Me incorporo, parpadeando para alejar la neblina del sueño profundo.
Rockford está sentado junto a mí en la cama, completamente absorto en una aplicación de caligrafía en su tableta que me suplicó que descargara ayer.
El alivio que me invade es inmediato y abrumador.
Todos los dolores han desaparecido de mi cuerpo, y esa urgencia desesperada y desgarradora que me consumió antes ha desaparecido por completo.
Por primera vez en lo que parece una eternidad, realmente me siento descansada.

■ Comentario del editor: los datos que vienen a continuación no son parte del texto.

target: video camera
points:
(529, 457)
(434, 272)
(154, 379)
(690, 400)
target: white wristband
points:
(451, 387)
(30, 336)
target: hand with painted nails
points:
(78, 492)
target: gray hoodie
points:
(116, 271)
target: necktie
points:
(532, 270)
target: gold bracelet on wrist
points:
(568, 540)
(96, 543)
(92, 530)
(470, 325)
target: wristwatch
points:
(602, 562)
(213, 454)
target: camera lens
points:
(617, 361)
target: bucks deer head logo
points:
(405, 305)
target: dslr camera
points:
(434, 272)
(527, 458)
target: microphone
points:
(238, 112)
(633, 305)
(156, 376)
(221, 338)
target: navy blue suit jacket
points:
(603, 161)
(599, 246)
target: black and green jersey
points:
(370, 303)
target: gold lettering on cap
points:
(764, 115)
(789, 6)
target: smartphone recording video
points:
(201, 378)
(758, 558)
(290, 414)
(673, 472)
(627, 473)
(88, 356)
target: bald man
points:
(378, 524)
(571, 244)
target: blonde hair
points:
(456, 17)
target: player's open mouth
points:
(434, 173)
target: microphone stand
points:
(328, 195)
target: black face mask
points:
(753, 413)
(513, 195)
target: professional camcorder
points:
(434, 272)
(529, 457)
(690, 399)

—Hola, Mami —su rostro se ilumina cuando nota que estoy despierta.
—Hola, bebé —lo alcanzo, atrayéndolo contra mí mientras mis dedos encuentran sus costillas.
Su risa brota mientras lo hago cosquillas sin piedad.
Su cabello ha crecido más, definitivamente necesita un corte, pero se ve sano y radiante.
Paso mis dedos por los suaves mechones, respirando su aroma.
Huele increíble, ambos lo hacen, pero mis sentidos agudizados están prácticamente intoxicados por ello ahora—.
¿Dónde está tu hermana?
—Abajo en la playa con papá y el abuelo.
—¿Por qué no fuiste con ellos?
Él se mueve para mirarme directamente, su expresión de repente seria.
—¿Se irán alguna vez?
—¿Quiénes?
—Mi estómago da un vuelco.
Por favor, dime que no pasó nada entre él y Warner mientras yo estaba inconsciente.
Un profundo suspiro escapa de él mientras se baja de la cama y señala hacia la ventana.
Lo sigo sin dudar, mis pies descalzos tocan el suelo frío.
Coches y lobos están dispersos por toda nuestra propiedad.
Deben haber llamado refuerzos, refuerzos serios.
¿Qué demonios pasó allí afuera?
¿Dónde están todos los cuerpos?
¿La sangre?
Había tanta sangre antes de que todo se oscureciera.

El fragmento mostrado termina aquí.